In “How to Make Scenario Planning Stick,” an MIT Sloan Management Review article, Paul J.H. Schoemaker and Shardul S. Phadnis stated that “the key to success is to support scenario work with complementary practices, such as employing adaptive strategies, monitoring external change and fostering a learning culture.
“These requisite organizational capabilities – augmented by agile management, savvy decision-making based on real-time information, and farsighted leadership – serve as crucial connective tissue for integrating scenario planning into business operations. When well connected, these elements become integral pillars of state-of-the-art strategic management in turbulent times.”
Board-level communication is also key.
In Deloitte’s survey, 73% said their boards had “stepped up their level of activity and involvement, particularly around strategy development and scenario planning.” Sixty-six percent cited “open, transparent communication between the board and C-suite as the No. 1 leadership factor impacting their organization’s level of resilience.”
Kostek suggests setting a cultural tone from the top of: “We value early escalation, we make time for the hard conversations, and we act before the story hits the headlines.”
“Boards don’t need more dashboards,” he contends. “They need better decisions under uncertainty. For financial institutions, multi-scenario planning should be treated as a governance muscle, not a once-a-year exercise.”

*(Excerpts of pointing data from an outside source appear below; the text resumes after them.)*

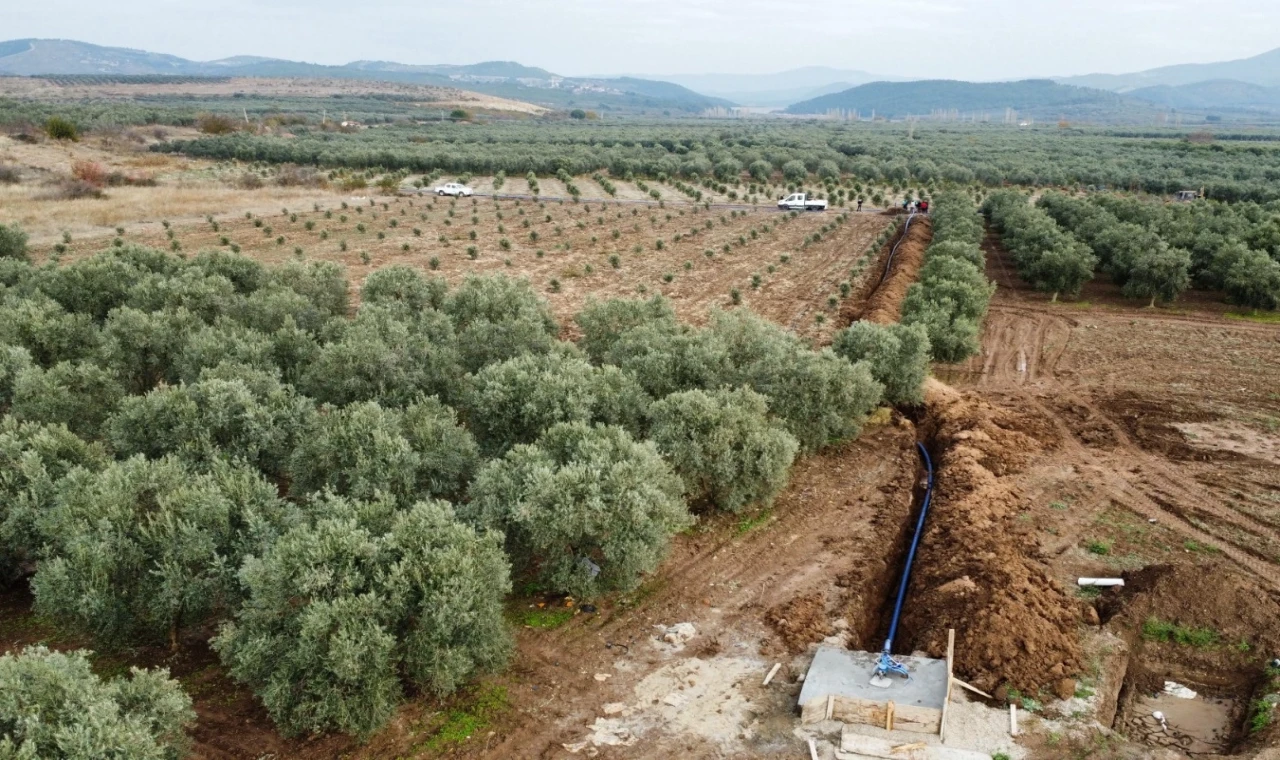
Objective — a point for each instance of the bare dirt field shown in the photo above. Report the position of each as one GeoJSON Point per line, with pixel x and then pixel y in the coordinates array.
{"type": "Point", "coordinates": [1089, 438]}
{"type": "Point", "coordinates": [430, 97]}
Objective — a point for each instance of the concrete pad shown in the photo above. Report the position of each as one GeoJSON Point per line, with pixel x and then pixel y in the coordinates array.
{"type": "Point", "coordinates": [839, 672]}
{"type": "Point", "coordinates": [855, 746]}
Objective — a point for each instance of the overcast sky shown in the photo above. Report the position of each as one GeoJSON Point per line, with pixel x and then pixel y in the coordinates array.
{"type": "Point", "coordinates": [933, 39]}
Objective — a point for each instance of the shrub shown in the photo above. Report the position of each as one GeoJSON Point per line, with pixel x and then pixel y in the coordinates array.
{"type": "Point", "coordinates": [604, 323]}
{"type": "Point", "coordinates": [515, 401]}
{"type": "Point", "coordinates": [215, 124]}
{"type": "Point", "coordinates": [498, 317]}
{"type": "Point", "coordinates": [819, 397]}
{"type": "Point", "coordinates": [723, 445]}
{"type": "Point", "coordinates": [59, 128]}
{"type": "Point", "coordinates": [1253, 280]}
{"type": "Point", "coordinates": [897, 357]}
{"type": "Point", "coordinates": [77, 394]}
{"type": "Point", "coordinates": [1161, 274]}
{"type": "Point", "coordinates": [145, 549]}
{"type": "Point", "coordinates": [13, 242]}
{"type": "Point", "coordinates": [385, 355]}
{"type": "Point", "coordinates": [405, 284]}
{"type": "Point", "coordinates": [368, 452]}
{"type": "Point", "coordinates": [338, 613]}
{"type": "Point", "coordinates": [53, 705]}
{"type": "Point", "coordinates": [229, 413]}
{"type": "Point", "coordinates": [585, 509]}
{"type": "Point", "coordinates": [33, 457]}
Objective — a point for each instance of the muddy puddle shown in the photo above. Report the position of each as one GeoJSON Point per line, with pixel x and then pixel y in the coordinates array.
{"type": "Point", "coordinates": [1197, 726]}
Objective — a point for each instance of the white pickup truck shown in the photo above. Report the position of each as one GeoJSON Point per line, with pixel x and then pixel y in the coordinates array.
{"type": "Point", "coordinates": [801, 202]}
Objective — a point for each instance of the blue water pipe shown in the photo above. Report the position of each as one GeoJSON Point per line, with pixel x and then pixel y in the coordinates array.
{"type": "Point", "coordinates": [887, 664]}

“The CRO is shifting from ‘risk reporter’ to ‘resilience architect,’” Kostek observes. “That means risk can’t sit on the sidelines. It needs to be embedded into business-decision forums where tradeoffs are made – credit appetite, liquidity buffers, operations design, concentration management, third-party dependencies and technology investments.”
BDO’s Opal believes organizations need to treat uncertainty “not as a problem to solve but as a new normal to navigate indefinitely.”
It’s about preparation, not perfection.
“All bases are never completely covered,” Rossi cautions. “Anybody who says they are is fooling themselves.”
L.A. Winokur is a veteran business journalist based in the San Francisco Bay Area.